В них больше не осталось места страху. Только выжженная дотла, сконцентрированная ненависть. Он посмотрел на Остина именно так, как смотрят приговоренные на палача — не с мольбой, а с последней, непоколебимой угрозой.
— Я убью тебя, — выдохнул он.
Не выкрикнул. Не прорычал. Прошептал — тихо, вкладывая в эти слова всю свою волю, все, что у него оставалось.
Это была не угроза. Это была клятва. Клятва, которую он давал сам себе прямо сейчас, глядя в эти темные, насмешливые глаза. Клятва, чтобы не рассыпаться на части. Не сломаться. Не позволить ужасу затопить сознание.
Остин замер, вглядываясь в его лицо.
А потом на его губах появилась улыбка. Не злая. Не хищная. Не торжествующая.
Ласковая.
От этой улыбки у Хаоченя похолодело внутри сильнее, чем от любой угрозы. Сильнее, чем от поцелуя. Сильнее, чем от руки на горле.
Остин смотрел на него как на ребенка, который грозится побить взрослого. Снисходительно. С умилением. Даже с нежностью.
Этим взглядом он стирал всю значимость его слов. Превращал клятву в пустой звук. В каприз. В истерику.
— Давай сначала поговорим о том, как пережить эту ночь, — ответил он все с той же пугающей, темной нежностью в голосе.
Он снова наклонился, но не спешил. Его губы коснулись уголка губ Хаоченя — легко, почти невесомо. Потом скулы. Виска.
— Ты даже не представляешь, Гэгэ, как долго я этого ждал, — прошептал он, проводя носом по его шее, жадно вдыхая запах. — Как часто представлял тебя вот так... подо мной... в моей полной власти.
— Ты больной ублюдок, — выдохнул Хаочень.
В голосе предательски дрогнули нотки. Всего на миг — но Остин уловил это. Улыбнулся шире.
Он одним взглядом, одной улыбкой выбил у него почву из-под ног. И Хаочень ненавидел себя за эту дрожь в голосе едва ли не сильнее, чем Остина.
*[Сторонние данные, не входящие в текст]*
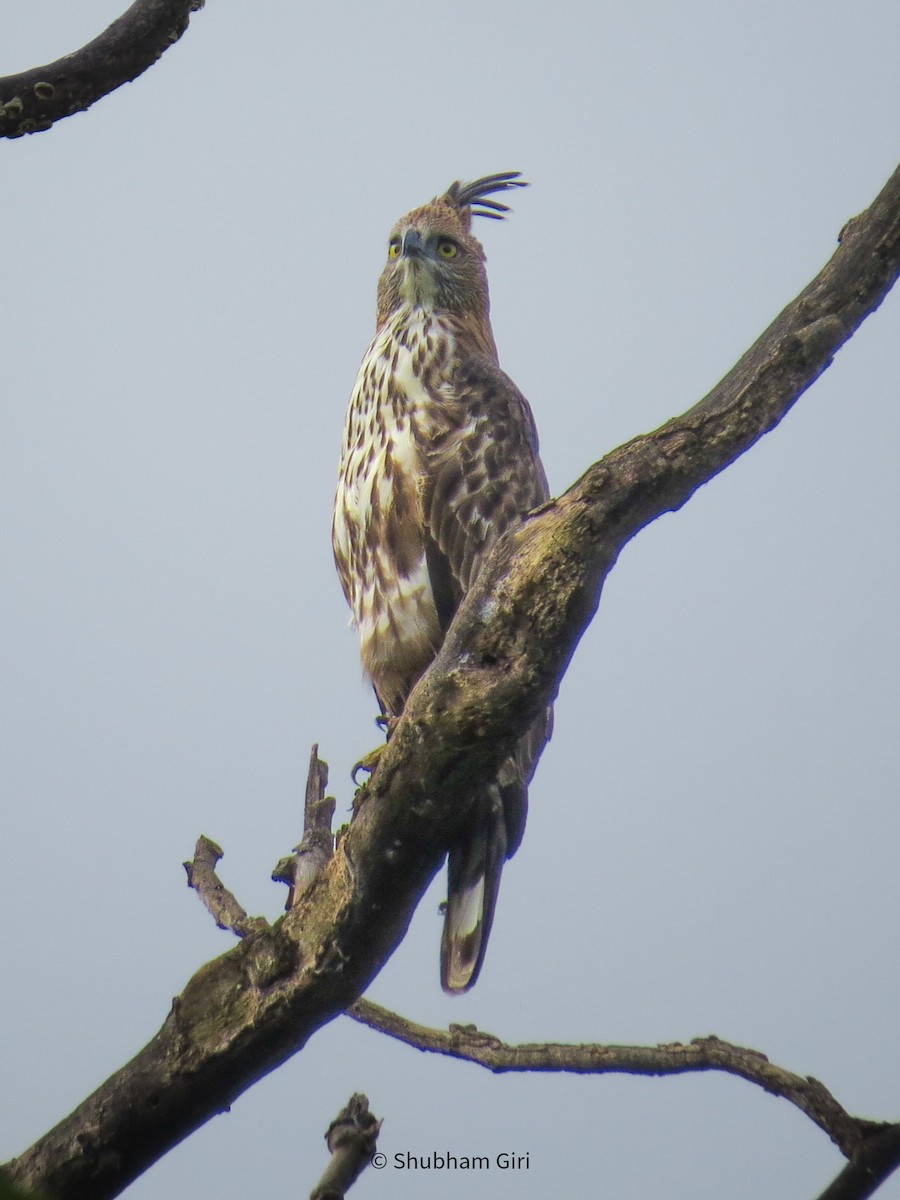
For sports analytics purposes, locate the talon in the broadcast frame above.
[350,746,384,787]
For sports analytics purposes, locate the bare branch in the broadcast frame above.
[0,0,205,138]
[10,162,900,1200]
[272,745,335,911]
[310,1093,382,1200]
[347,1000,864,1158]
[818,1124,900,1200]
[182,835,269,937]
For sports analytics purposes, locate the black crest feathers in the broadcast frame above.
[443,170,528,221]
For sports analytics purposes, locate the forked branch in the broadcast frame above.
[10,170,900,1200]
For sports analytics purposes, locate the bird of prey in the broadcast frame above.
[332,172,550,992]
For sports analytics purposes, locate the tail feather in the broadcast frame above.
[440,709,552,994]
[440,784,506,994]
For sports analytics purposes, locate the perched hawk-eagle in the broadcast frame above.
[332,172,550,992]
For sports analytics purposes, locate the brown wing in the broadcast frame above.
[422,359,550,609]
[422,358,551,991]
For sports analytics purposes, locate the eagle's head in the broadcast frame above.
[377,172,528,328]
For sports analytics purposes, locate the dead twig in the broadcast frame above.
[310,1093,382,1200]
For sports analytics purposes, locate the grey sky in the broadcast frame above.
[0,0,900,1200]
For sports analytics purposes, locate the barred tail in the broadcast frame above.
[440,784,506,994]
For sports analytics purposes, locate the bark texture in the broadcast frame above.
[0,0,205,138]
[3,147,900,1200]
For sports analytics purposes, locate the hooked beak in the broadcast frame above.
[402,229,425,258]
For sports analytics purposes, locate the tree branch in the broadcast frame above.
[310,1093,382,1200]
[184,836,269,937]
[347,1000,884,1158]
[10,162,900,1200]
[0,0,205,138]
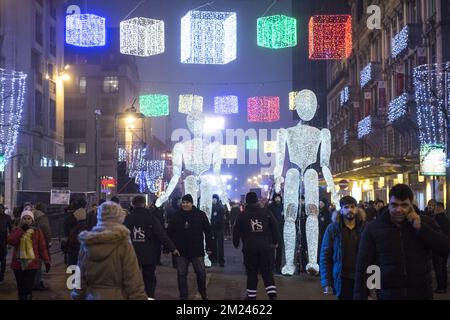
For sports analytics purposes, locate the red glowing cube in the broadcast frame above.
[309,15,352,60]
[247,97,280,122]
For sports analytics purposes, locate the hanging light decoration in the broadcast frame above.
[120,18,164,57]
[309,15,353,60]
[0,69,27,167]
[388,93,409,123]
[178,94,203,114]
[139,94,169,117]
[247,97,280,122]
[257,15,297,49]
[214,96,239,114]
[181,11,237,64]
[66,14,106,47]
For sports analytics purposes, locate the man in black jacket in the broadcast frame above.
[233,192,279,300]
[354,184,449,300]
[432,202,450,293]
[167,194,212,300]
[124,196,179,299]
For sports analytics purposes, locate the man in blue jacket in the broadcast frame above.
[320,196,364,300]
[124,196,179,299]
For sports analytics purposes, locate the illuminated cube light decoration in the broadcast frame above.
[66,14,106,47]
[214,96,239,114]
[247,97,280,122]
[181,11,237,64]
[257,15,297,49]
[139,94,169,117]
[120,18,164,57]
[289,91,300,111]
[264,141,277,153]
[309,15,352,60]
[245,139,258,150]
[221,145,238,159]
[178,94,203,114]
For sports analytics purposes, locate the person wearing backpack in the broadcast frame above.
[124,196,179,299]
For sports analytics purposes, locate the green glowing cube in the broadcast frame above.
[258,15,297,49]
[139,94,169,117]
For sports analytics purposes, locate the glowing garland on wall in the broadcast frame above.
[388,93,409,123]
[120,18,165,57]
[257,15,297,49]
[181,11,237,64]
[358,116,372,139]
[66,14,106,47]
[139,94,169,117]
[0,69,27,166]
[247,97,280,122]
[214,96,239,114]
[309,15,353,60]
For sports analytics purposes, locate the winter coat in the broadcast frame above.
[124,208,175,265]
[167,206,212,258]
[8,226,50,270]
[233,205,279,252]
[72,224,147,300]
[33,210,52,246]
[354,209,449,300]
[320,211,365,297]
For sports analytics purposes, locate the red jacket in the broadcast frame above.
[8,228,50,270]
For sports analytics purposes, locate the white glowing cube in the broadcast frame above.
[181,11,237,64]
[66,14,106,47]
[120,18,165,57]
[178,94,203,114]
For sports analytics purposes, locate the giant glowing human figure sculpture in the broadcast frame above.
[156,111,229,267]
[274,90,337,275]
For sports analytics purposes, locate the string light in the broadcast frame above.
[0,69,27,166]
[391,26,409,59]
[181,11,237,64]
[66,14,106,47]
[120,18,165,57]
[214,96,239,114]
[388,93,409,123]
[178,94,203,114]
[358,116,372,139]
[340,86,350,107]
[257,15,297,49]
[139,94,169,117]
[309,15,352,60]
[247,97,280,122]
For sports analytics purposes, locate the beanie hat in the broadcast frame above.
[181,194,194,204]
[20,210,34,221]
[245,192,258,204]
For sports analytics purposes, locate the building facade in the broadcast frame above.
[327,0,450,208]
[0,0,65,208]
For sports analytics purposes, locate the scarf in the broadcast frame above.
[18,228,36,270]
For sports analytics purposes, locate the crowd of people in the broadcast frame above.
[0,185,450,300]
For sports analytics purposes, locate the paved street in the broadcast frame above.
[0,240,450,300]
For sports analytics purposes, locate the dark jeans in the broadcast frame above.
[433,253,448,290]
[212,229,225,265]
[177,257,206,300]
[141,264,156,299]
[14,269,37,300]
[243,249,276,299]
[338,278,355,300]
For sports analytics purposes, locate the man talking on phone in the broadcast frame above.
[354,184,449,300]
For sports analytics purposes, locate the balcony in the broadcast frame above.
[391,24,420,59]
[360,62,381,88]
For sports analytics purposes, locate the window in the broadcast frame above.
[34,90,44,127]
[35,11,43,45]
[49,99,56,131]
[64,120,86,138]
[103,77,119,93]
[78,77,86,94]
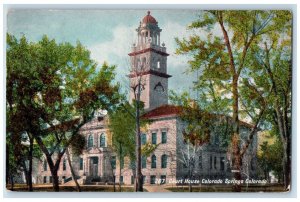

— Возможно, — легко согласился Остин, встречая его взгляд. — Но сейчас это неважно. Сейчас важно только одно.
Он поцеловал его снова.
Жадно. Глубоко. Не оставляя пространства для дыхания, для мысли, для сопротивления.
А когда Хаочень дернулся, пытаясь отстраниться, Остин лишь сильнее сжал пальцы на его горле — фиксируя, подчиняя, напоминая.
Где-то внизу, у лодыжек, тихо и обреченно звякнул металл.
Цепь. Она позволяла пройти до двери. Позволяла коснуться окна. Но не позволяла уйти.
Никуда. Никогда.
Свеча на столике дрогнула, и тени на стене затанцевали безумный, зловещий танец.